Our target variable for this will be offense group, which ranks offenses between violent and non-violent.

In [116]:
df.columns

Index(['NEIGHBORHOOD_CLUSTER', 'CENSUS_TRACT', 'offensegroup', 'LONGITUDE',
       'SHIFT', 'YBLOCK', 'DISTRICT', 'WARD', 'YEAR', 'sector', 'PSA',
       'BLOCK_GROUP', 'VOTING_PRECINCT', 'XBLOCK', 'BLOCK', 'ANC', 'datetime',
       'location', 'LATITUDE', 'splitted', 'startblock', 'endblock_1',
       'endblock', 'street', 'year', 'month', 'day', 'hour', 'minute',
       'second', 'Year', 'Month', 'Day', 'Hour', 'Temperature',
       'Precipitation', 'Snowfall'],
      dtype='object')

In [117]:
features = [
    'NEIGHBORHOOD_CLUSTER', 'CENSUS_TRACT','LONGITUDE',
       'SHIFT', 'YBLOCK', 'DISTRICT', 'WARD', 'YEAR', 'sector', 'PSA',
       'BLOCK_GROUP', 'VOTING_PRECINCT', 'XBLOCK', 'BLOCK', 'ANC', 'datetime',
       'location', 'LATITUDE', 'splitted', 'startblock', 'endblock_1',
       'endblock', 'street', 'year', 'month', 'day', 'hour', 'minute',
       'second', 'Year', 'Month', 'Day', 'Hour', 'Temperature',
       'Precipitation', 'Snowfall'
]

Xi = df[features]
Xi = encoder(Xi)
yi = df['offensegroup']

A value is trying to be set on a copy of a slice from a DataFrame.
Try using .loc[row_indexer,col_indexer] = value instead

See the caveats in the documentation: http://pandas.pydata.org/pandas-docs/stable/indexing.html#indexing-view-versus-copy
  


In [222]:
from sklearn.ensemble import GradientBoostingClassifier
from yellowbrick.features.importances import FeatureImportances
fig = plt.figure()
ax = fig.add_subplot()

viz = FeatureImportances(GradientBoostingClassifier(), ax=ax)
viz.fit(Xi, yi)
viz.poof()

<IPython.core.display.Javascript object>

In [223]:
with open('Feature_importance.pickle', 'wb') as figure1:
    
    pickle.dump([fig,ax, viz] , figure1)

In [None]:
with open('Feature_importance.pickle', 'rb') as fig1:
    
    object_list = pickle.load(fig1)

In [240]:
y_ = y.reshape(-1, 1)

In [241]:
from sklearn.cluster import KMeans
wcss = []

for i in range(1,11):
    kmeans = KMeans(n_clusters = i, random_state=0, max_iter=300, init='k-means++', n_init=10)
    kmeans.fit(y_)
    wcss.append(kmeans.inertia_)
plt.plot(range(1,11), wcss)
plt.title('Elbow')
plt.xlabel('Number of Clusters')
plt.ylabel('wcss')
plt.show()    

<IPython.core.display.Javascript object>

In [242]:
from sklearn.cluster import MiniBatchKMeans

from yellowbrick.cluster import KElbowVisualizer

visualizer = KElbowVisualizer(MiniBatchKMeans(), k=(1,10))
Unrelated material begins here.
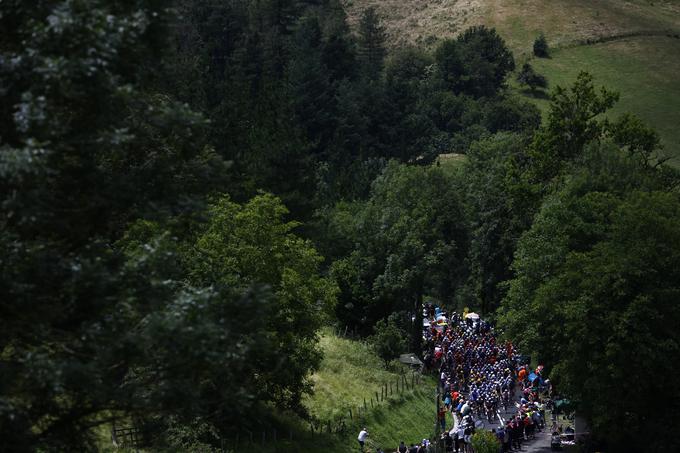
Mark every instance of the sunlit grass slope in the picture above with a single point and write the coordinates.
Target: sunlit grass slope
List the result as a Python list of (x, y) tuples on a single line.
[(644, 70)]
visualizer.fit(y_) # Fit the training data to the visualizer
visualizer.poof() # Draw/show/poof the data

<IPython.core.display.Javascript object>

#    --------------------MODEL SELECTION---------------------------------



In [118]:
from sklearn.pipeline import Pipeline
from yellowbrick.classifier import ClassificationReport
from sklearn.naive_bayes import GaussianNB
from sklearn.svm import LinearSVC, NuSVC, SVC
from sklearn.linear_model import LogisticRegressionCV, LogisticRegression, SGDClassifier
from sklearn.ensemble import BaggingClassifier, ExtraTreesClassifier, RandomForestClassifier

In [119]:
X_train, X_test, y_train, y_test = model_selection.train_test_split(X, y, test_size=0.2,random_state= 0)

In [120]:
scaler = StandardScaler()
#scaler =  MinMaxScaler()
#scaler = Normalizer()
X_train = scaler.fit(X_train).transform(X_train)
X_test = scaler.fit(X_test).transform(X_test)

In [121]:
def classifier_graph(classifier):
    classes = ['Nonviolent','Violent'] # 1 is 0 and 2 is 1..... non violent and violent respectively.
    model = classifier
    visualizer = ClassificationReport(model, classes=classes)



    visualizer.fit(X_train, y_train)  # Fit the visualizer and the model
    visualizer.score(X_test, y_test)  # Evaluate the model on the test data
    g = visualizer.poof()             # Draw/show/poof the data

In [122]:
y__ = pd.Series(y)

In [123]:
y__.value_counts()

0    230621
1     47182
dtype: int64

In [None]:
classifier_graph(KNeighborsClassifier(n_neighbors = 10, metric = 'manhattan', weights = 'distance', algorithm = 'auto'))

In [44]:
classifier_graph(GaussianNB())   

<IPython.core.display.Javascript object>

In [265]:
classifier_graph(LinearSVC())

<IPython.core.display.Javascript object>

In [None]:
classifier_graph(SVC(C= 100, gamma = 0.01, kernel = 'rbf'))

In [249]:
classifier_graph(LogisticRegressionCV())

<IPython.core.display.Javascript object>

In [250]:
classifier_graph(LogisticRegression())

<IPython.core.display.Javascript object>

In [251]:
classifier_graph(SGDClassifier())



<IPython.core.display.Javascript object>

In [254]:
classifier_graph(BaggingClassifier())

<IPython.core.display.Javascript object>

In [255]:
classifier_graph(ExtraTreesClassifier())

<IPython.core.display.Javascript object>

In [264]:
classifier_graph(RandomForestClassifier(n_estimators=300))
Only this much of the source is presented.